FIY

It’s prob­a­bly worth not­ing at this point that there are a few lessons to the debian OpenSSL débâcle:

  1. There is now a corol­lary to “do not write your own cryp­to­graphic rou­tines”: “do not fix bugs in some­one else’s cryp­to­graphic rou­tines.” If there is a anno­tated view of the OpenSSL tree (I don’t know/don’t care), the DD who patched OpenSSL would have been bet­ter off con­tact­ing the per­son who wrote the offend­ing line in the orig­i­nal source than try­ing to find the cor­rect channel.
  2. Developers must pub­lish cor­rect infor­ma­tion on how to con­tact them. Incorrect infor­ma­tion on the OpenSSL web­site main­te­nance is just as much to blame for this as the DD in ques­tion, who did ask the sug­gested chan­nels about his patch.
  3. Distros should have peer review of patches in security-critical code — by expe­ri­enced devel­op­ers — if they do not already.
  4. Rather than all the bitch­ing, remem­ber that the cen­tral tenet of F/LOSS is Fix It Yourself. This does not cease to apply sim­ply because the prob­lem exists in some­thing you depend on. If any­thing, it should empha­size how nec­es­sary it is.

3 Responses

  1. Sven Neumann says:

    It would also have helped a lot if the openssl code was prop­erly com­mented. If it would have been obvi­ous that entropy from a ran­dom num­ber gen­er­a­tor is being added here, then no one would have con­sid­ered to remove that line. But it looks like not even the most impor­tant parts of the code are documented.

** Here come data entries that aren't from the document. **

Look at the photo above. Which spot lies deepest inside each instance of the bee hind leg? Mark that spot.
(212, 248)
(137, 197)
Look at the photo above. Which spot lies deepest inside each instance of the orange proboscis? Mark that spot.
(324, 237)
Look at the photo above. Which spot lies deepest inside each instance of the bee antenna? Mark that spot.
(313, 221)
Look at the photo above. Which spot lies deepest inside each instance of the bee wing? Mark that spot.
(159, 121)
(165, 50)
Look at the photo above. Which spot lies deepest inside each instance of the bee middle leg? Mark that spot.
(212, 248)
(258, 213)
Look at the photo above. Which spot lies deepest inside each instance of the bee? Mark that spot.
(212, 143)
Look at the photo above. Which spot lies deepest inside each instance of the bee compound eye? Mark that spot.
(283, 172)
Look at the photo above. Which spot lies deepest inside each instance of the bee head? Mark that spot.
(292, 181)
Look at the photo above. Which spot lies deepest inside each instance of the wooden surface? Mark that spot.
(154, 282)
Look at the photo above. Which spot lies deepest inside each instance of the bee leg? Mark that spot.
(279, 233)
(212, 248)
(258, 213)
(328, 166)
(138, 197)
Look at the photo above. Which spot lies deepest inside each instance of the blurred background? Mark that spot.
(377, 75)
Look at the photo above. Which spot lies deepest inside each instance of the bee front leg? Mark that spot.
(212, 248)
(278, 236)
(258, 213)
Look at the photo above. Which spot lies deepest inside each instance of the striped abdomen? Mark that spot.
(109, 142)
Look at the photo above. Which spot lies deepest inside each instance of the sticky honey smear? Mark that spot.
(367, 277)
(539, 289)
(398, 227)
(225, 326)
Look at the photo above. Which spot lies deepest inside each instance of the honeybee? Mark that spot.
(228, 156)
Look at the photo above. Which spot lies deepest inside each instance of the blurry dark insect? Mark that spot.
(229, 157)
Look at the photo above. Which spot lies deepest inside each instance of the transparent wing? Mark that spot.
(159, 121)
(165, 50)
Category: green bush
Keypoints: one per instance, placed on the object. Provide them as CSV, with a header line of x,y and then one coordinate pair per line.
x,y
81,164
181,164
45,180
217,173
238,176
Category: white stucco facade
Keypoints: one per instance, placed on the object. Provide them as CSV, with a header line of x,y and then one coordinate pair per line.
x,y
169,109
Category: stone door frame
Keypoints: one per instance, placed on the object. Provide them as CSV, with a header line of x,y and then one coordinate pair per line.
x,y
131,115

    Another thing that is obvi­ously miss­ing from the openssl code base are unit tests. It’s not rocket sci­ence to gen­er­ate a small amount of keys and to check their dis­tri­b­u­tion in the key space. If such a test would have existed and if it would have been run as part of ‘make check’, then this dis­as­ter would not have happened.

  2. James Cape says:

    No doubt, but given that the OpenSSL code is just whack to begin with (I mean seri­ously, have you ever tried using the OpenSSL com­mand line with­out find­ing some recipe for what you want to do), that’s not really rea­son­able to expect them to fol­low good prac­tices WRT code and testing.

    AFAIK, you can­not rea­son­ably depend on the non-standard, undoc­u­mented behav­ior of hav­ing unini­tial­ized mem­ory be some­thing ran­dom. Any plat­form that zeros unini­tial­ized mem­ory — e.g. as part of some app-isolating “secure vir­tual mem­ory” — would also exhibit the same behavior.

  3. Sven Neumann says:

    Please do not con­fuse things here. The patch in ques­tion was remov­ing two lines. One was the use of unini­tialised mem­ory, which is indeed a very ques­tion­able and unre­li­able source of entropy. The other line in the patch looked almost iden­ti­cal, but it was the call where the result of the ran­dom num­ber gen­er­a­tor was added as entropy source. Removing that call is what caused the problem.